The Auckland Plan 2050 recognises te Tiriti o Waitangi/the Treaty of Waitangi in Auckland's past, present, and future. It is the foundation on which local government in Auckland works to deliver
Te Tiriti/the Treaty is New Zealand's founding document. Signed in 1840, it is an enduring, living document, its principles recognised in legislation and interpreted by the courts. It is part of the fabric of New Zealand society.
If you would like to find out more about the Treaty visit the
New Zealand History website.
Auckland Council is a delegate of the Crown exercising powers of local government in Auckland. It has statutory obligations to Māori in order to recognise and respect the Crown's responsibility to take appropriate account of the principles of the Treaty.
The Treaty is articulated in law through an evolving set of principles.
Treaty principles have been expressed and recognised through a range of courts and the Waitangi Tribunal.

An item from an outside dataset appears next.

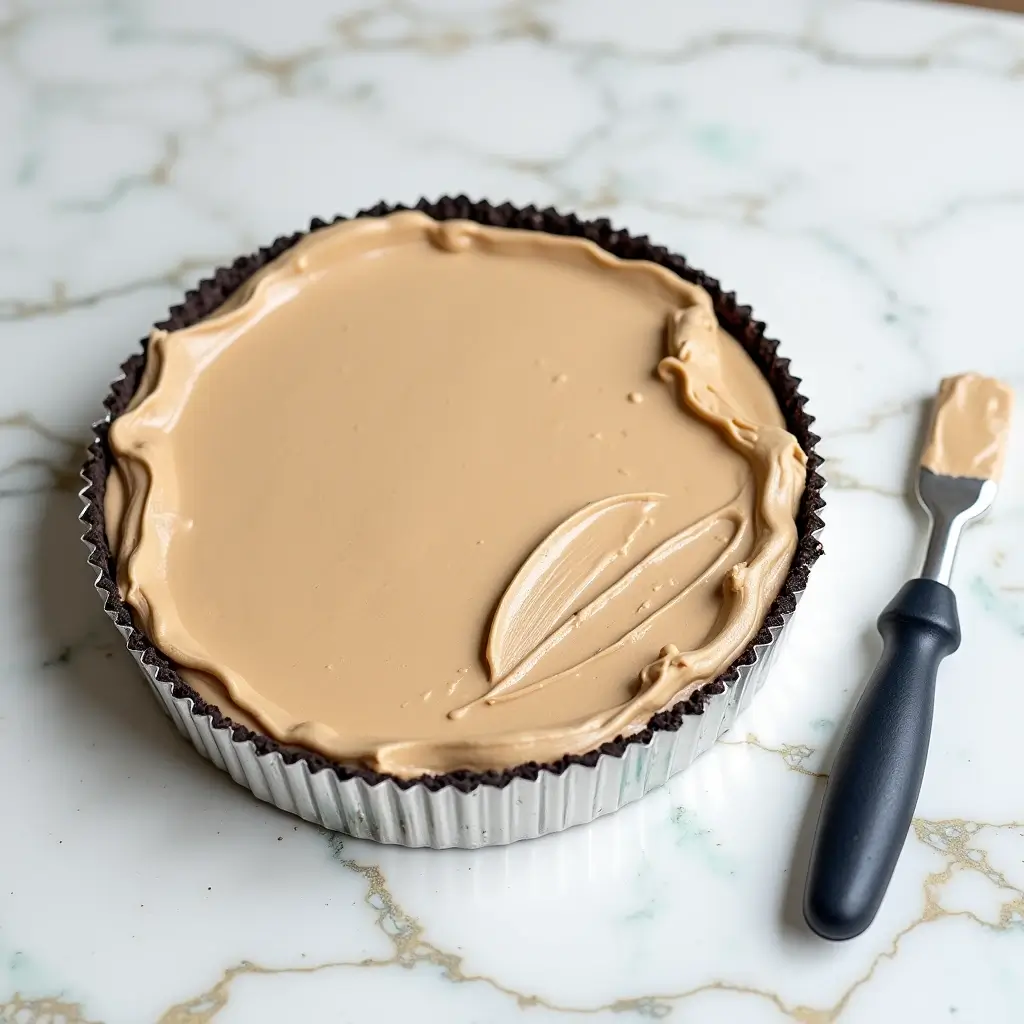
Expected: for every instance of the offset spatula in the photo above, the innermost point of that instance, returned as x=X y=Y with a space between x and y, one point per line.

They are not exhaustive, and it is recognised that other principles may be developed with time.
They must be considered as a whole rather than separately due to the overlaps and synergies between them.
The following principles are relevant to local government:
- active protection
- mutual benefit
- right of development
- informed decision making.
Te Tiriti/the Treaty is a guide for how Auckland Council fosters more positive and productive relationships with Auckland's Māori.